Bella laughed, shocked. “I’ve seen this painting a hundred times and I never saw her.”

“That’s because Michelangelo is such a genius,” said Tiny, a little sadly. “All anyone ever sees is those two fingers. It’s what Michelangelo wants us to see. It kind of blinds a person. All you can see after that is Adam, because he’s so big and so incredibly nude, and God, because he’s so . . . well, Godlike.”

By now, Bella had taken the book onto her own lap and was staring at the picture, staring, Tiny could tell, at her likeness. “But who am I supposed to be?” she asked, so quietly he barely heard her.

“Eve,” said Tiny. “Just before she was created but as she already existed in the mind of God.”

“Oh,” said Bella.

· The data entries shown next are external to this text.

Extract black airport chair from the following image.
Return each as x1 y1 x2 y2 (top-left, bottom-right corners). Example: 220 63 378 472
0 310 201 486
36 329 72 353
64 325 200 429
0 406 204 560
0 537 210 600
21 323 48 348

She stared a bit longer before she could remove her eyes from the image on the page. Then, reluctantly, Tiny took the book away from her. Because it was time. “Well, there you go,” she said.

Tiny closed the book. And held it tightly in his arms. He closed his eyes and rocked back and forth, back and forth. He could feel her beside him pondering the picture in her heart. So close. So close.

“Tiny?”

It was Horace, the custodian. He was standing right where Mr. Hurd stood when he was conducting the school band. Tiny hadn’t heard him coming. “You OK?” said Horace.

Tiny shook his head. Horace hoisted himself up onto the stage beside him. He didn’t say anything.

“She was calling out,” said Tiny. “She heard me thumping around up here, working on my skit, and she was calling out for help.”

Horace patted him gently on the knee. “You can’t blame yourself,” he said. “That poor girl had her mind made up.”

“No,” said Tiny. “That’s the problem. Her mind wasn’t made up at all.”